In [2]:
import numpy as np
import pandas as pd
import matplotlib.pyplot as plt
import seaborn as sns
from scipy import stats as stats
from scipy.stats import f_oneway
from scipy.stats import chi2
from scipy.stats import chisquare
from scipy.stats import chi2_contingency
import statsmodels.api as sm
from statsmodels.stats import weightstats as stests
import random
import statistics
import warnings
warnings.filterwarnings("ignore")

In [3]:
df = pd.read_csv("garments_worker_productivity.csv")

In [4]:
df.head()

Unnamed: 0,date,quarter,department,day,team,targeted_productivity,smv,wip,over_time,incentive,idle_time,idle_men,no_of_style_change,no_of_workers,actual_productivity
0,01/01/15,Quarter1,sewing,Thursday,8,0.8,26.16,1108.0,7080,98,0.0,0,0,59.0,0.940725
1,01/01/15,Quarter1,finishing,Thursday,1,0.75,3.94,,960,0,0.0,0,0,8.0,0.8865
2,01/01/15,Quarter1,sewing,Thursday,11,0.8,11.41,968.0,3660,50,0.0,0,0,30.5,0.80057
3,01/01/15,Quarter1,sewing,Thursday,12,0.8,11.41,968.0,3660,50,0.0,0,0,30.5,0.80057
4,01/01/15,Quarter1,sewing,Thursday,6,0.8,25.9,1170.0,1920,50,0.0,0,0,56.0,0.800382


In [18]:
# check whether the finishing department has achieved obtained higher incentive than sewing department 
alpha=0.05

#sigma not known so to apply two sample t-test 

print("Hypothesis:")
print("H0: Finishing department average incentive <= Sewing department average incentive")
print("H1: Finishing department average incentive > Sewing department average incentive (claim)")
print("It is a two sample right tailed t test")

#Prepare samples
sew_inc=df[df['department']=='sewing']['incentive'].tail(30)
fin_inc=df[df['department']=='finishing']['incentive'].tail(30)

n=30

#Check normality of samples via Shapiro test
sew_tval,sew_pval=stats.shapiro(sew_inc)
fin_tval,fin_pval=stats.shapiro(sew_inc)

print("Values of Shapiro Test")
print(sew_pval,fin_pval)
print("As both the pvalues are > alpha , therefore sample are normally distributed")

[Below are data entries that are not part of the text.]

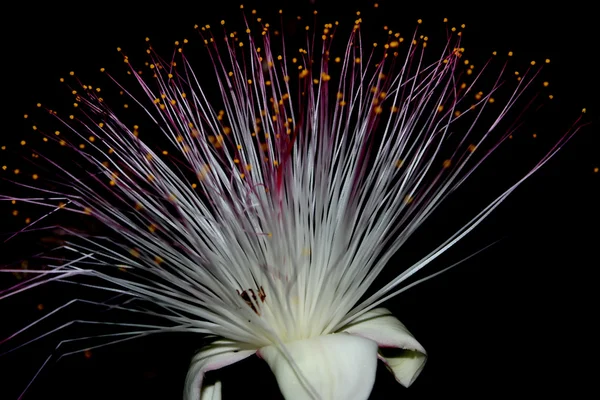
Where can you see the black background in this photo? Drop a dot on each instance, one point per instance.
(516, 320)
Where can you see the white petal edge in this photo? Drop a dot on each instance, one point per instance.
(211, 392)
(218, 354)
(388, 332)
(337, 366)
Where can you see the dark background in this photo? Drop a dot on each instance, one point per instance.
(517, 319)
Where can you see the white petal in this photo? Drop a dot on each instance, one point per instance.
(218, 354)
(338, 366)
(390, 334)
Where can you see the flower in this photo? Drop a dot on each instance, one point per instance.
(266, 223)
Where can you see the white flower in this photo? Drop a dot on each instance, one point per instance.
(265, 224)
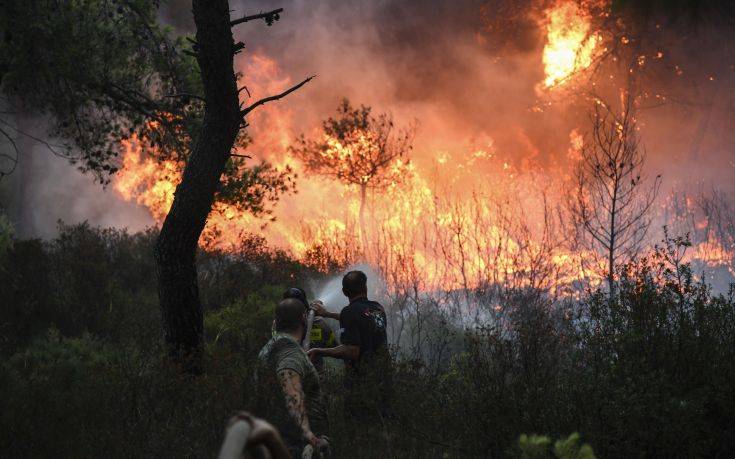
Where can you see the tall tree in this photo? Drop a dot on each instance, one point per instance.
(175, 251)
(610, 206)
(358, 149)
(102, 71)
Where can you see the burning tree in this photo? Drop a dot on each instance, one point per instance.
(610, 207)
(358, 149)
(106, 73)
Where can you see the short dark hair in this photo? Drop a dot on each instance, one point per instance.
(289, 313)
(354, 283)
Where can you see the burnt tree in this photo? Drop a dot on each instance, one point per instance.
(610, 206)
(175, 251)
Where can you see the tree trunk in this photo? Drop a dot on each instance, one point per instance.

#Check for Equality Variances by Levene Test
levene_tval,levene_pval=stats.levene(sew_inc,fin_inc)
print("Values of Levene Test")
print(levene_pval)
print("As the pval < alpha, therefore the samples have unequal variances")

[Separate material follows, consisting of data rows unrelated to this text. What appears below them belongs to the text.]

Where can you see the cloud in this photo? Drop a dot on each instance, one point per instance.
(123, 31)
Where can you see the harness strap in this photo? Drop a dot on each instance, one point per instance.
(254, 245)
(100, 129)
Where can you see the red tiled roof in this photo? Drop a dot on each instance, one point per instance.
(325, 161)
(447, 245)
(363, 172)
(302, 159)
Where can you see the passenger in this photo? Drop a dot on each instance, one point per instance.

cv=stats.t.isf(alpha,df=n-1)
print("Critical Value:",cv)

t_val,p_val=stats.ttest_ind(sew_inc,fin_inc, alternative="greater", equal_var='False')
print(p_val)

print("As pval > alpha, therefore we cannot reject H0")

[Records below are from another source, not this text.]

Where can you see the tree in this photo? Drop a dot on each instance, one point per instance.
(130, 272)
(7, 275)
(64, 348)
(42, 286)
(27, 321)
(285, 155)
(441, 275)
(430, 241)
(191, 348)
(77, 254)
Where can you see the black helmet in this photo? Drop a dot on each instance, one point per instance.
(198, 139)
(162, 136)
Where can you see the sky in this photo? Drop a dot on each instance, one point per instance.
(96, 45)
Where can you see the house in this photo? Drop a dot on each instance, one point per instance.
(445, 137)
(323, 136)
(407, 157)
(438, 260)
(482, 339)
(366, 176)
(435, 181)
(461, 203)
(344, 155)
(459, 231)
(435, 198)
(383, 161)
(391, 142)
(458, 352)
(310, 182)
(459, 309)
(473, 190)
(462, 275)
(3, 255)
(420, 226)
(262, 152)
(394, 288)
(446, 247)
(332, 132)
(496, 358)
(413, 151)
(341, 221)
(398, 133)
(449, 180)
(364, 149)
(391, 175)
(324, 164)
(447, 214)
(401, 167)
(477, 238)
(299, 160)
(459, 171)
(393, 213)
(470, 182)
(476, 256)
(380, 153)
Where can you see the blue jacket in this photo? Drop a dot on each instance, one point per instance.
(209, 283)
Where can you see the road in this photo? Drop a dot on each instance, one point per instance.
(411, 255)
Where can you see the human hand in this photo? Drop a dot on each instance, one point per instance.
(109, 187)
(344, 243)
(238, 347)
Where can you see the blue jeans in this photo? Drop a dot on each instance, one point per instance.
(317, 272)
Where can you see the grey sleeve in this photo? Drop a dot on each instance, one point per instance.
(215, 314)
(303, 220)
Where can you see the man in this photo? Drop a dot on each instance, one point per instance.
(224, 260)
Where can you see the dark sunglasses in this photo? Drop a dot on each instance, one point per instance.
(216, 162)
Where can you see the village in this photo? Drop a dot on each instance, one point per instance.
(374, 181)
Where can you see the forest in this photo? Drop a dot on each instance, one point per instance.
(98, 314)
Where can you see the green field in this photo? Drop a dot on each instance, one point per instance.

print("We don't have enough to support the claim H1")



Hypothesis:
H0: Finishing department average incentive <= Sewing department average incentive
H1: Finishing department average incentive > Sewing department average incentive (claim)
It is a two sample right tailed t test
Values of Shapiro Test
0.10378154367208481 0.10378154367208481
As both the pvalues are > alpha , therefore sample are normally distributed
Values of Levene Test
0.02350554135451634
As the pval < alpha, therefore the samples have unequal variances
Critical Value: 1.6991270265334977
0.9812812664694907
As pval > alpha, therefore we cannot reject H0
We don't have enough to support the claim H1


In [22]:
#15
#Conduct an ANOVA for comparing productivity for Quarter1, Quarter2, Quarter3, Quarter 4 and accordingly conclude.

q1=df[df['quarter']=='Quarter1']['actual_productivity']
q2=df[df['quarter']=='Quarter2']['actual_productivity']
q3=df[df['quarter']=='Quarter3']['actual_productivity']
q4=df[df['quarter']=='Quarter4']['actual_productivity']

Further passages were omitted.